Como sucede con frecuencia cuando nieva, la mañana era templada, pero a eso de las once comenzó a soplar el viento, empezó a caer hielo y nieve, y la temperatura descendió por debajo de cero. Aunque no me dieron tiempo para llevarme nada, sentí no haberme acordado del gorro con orejeras de felpa que colgaba del perchero junto a la puerta. Qué fácil: cogerlo no me hubiera llevado ni un segundo. Ahora tenía las orejas doloridas e hinchadas y todos los segundos del mundo para lamentarlo.

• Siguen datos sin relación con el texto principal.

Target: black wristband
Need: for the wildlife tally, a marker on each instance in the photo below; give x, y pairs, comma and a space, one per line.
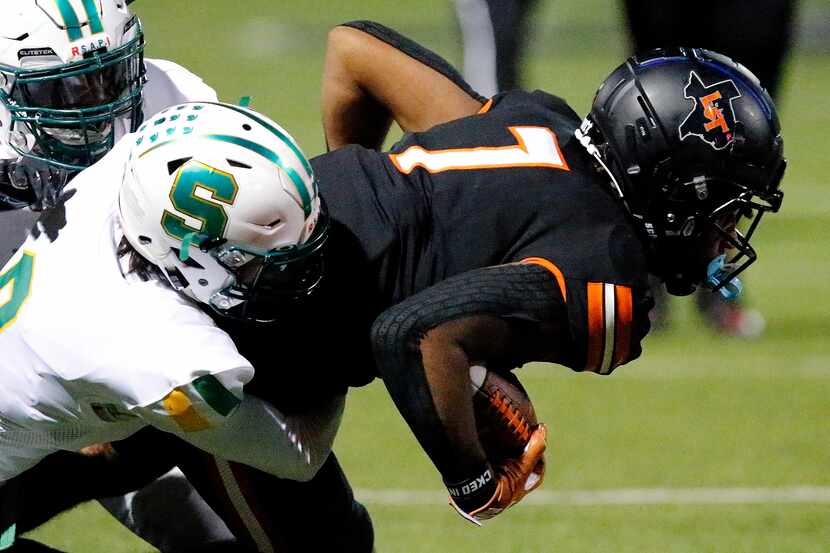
474, 492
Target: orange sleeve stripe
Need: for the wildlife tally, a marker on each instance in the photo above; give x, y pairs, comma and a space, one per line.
560, 278
623, 326
596, 326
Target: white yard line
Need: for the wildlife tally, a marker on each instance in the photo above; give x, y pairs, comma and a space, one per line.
632, 496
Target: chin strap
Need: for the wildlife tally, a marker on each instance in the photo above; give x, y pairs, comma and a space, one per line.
716, 274
582, 134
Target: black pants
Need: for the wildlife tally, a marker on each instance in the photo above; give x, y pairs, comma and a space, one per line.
756, 34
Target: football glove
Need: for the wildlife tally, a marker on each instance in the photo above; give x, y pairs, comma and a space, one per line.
515, 478
29, 183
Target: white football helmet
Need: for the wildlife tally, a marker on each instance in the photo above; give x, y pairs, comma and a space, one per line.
222, 200
70, 70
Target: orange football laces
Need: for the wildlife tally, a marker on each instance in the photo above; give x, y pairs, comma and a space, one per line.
510, 414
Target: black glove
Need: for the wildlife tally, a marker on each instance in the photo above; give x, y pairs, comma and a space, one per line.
31, 183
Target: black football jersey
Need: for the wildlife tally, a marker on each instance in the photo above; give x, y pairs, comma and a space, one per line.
508, 185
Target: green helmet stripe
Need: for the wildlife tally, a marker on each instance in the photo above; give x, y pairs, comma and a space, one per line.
7, 537
95, 24
274, 158
279, 134
296, 179
70, 19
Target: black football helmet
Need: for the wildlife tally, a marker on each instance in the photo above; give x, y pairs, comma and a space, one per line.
690, 139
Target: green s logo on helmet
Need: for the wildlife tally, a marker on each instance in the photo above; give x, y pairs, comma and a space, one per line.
212, 216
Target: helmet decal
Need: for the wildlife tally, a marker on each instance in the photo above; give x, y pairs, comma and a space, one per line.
210, 214
712, 118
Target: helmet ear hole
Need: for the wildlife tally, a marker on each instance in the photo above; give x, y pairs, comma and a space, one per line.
173, 166
239, 164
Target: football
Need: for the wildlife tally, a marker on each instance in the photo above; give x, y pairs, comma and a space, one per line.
505, 417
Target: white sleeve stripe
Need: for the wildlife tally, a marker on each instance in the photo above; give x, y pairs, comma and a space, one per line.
609, 301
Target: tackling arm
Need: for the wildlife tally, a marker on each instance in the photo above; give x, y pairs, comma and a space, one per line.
373, 75
424, 346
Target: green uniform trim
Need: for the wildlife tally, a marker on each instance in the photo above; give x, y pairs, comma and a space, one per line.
279, 134
95, 24
8, 537
19, 278
70, 20
216, 395
305, 199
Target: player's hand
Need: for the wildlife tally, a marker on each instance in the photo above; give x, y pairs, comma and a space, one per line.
515, 478
30, 183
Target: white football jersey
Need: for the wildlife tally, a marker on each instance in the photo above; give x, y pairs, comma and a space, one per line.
87, 355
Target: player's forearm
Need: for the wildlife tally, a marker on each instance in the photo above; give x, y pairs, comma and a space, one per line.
374, 74
351, 115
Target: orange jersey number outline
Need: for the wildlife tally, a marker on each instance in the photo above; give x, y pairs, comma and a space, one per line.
536, 147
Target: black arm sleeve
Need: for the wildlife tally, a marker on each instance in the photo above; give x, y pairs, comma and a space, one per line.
415, 51
532, 325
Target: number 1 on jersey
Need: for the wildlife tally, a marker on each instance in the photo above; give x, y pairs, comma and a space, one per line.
536, 147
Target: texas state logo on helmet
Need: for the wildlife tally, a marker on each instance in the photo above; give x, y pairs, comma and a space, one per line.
712, 118
689, 139
70, 70
223, 201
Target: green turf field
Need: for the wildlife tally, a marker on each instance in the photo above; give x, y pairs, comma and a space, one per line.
698, 412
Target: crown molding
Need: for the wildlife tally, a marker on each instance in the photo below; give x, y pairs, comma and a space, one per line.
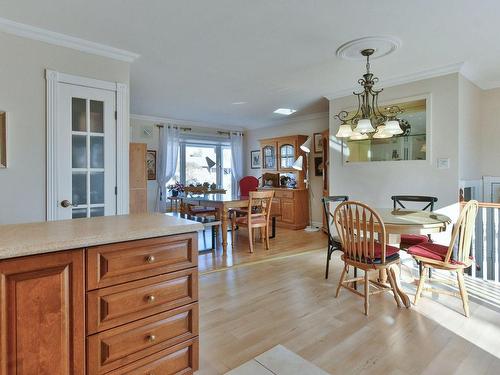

La nevada se intensificó al acercarse el mediodía, amontonándose en el sendero que llevaba hasta el campo; yo caminaba delante del otro civil y de los dos soldados. Avanzábamos sin prisa, como si hubiéramos salido a dar un paseo en un día de invierno, y las botas se nos hundían en la nieve. Pisé en un hoyo, la nieve me entró por el talón y el agua fría me encharcó la bota, y con ella el pie. Pasamos bajo unos pinos que mostraban en la parte inferior de las ramas un verde iluminado como tras una pantalla blanca. Supongo que podría decirse que era un hermoso día, pero no hicimos ningún comentario.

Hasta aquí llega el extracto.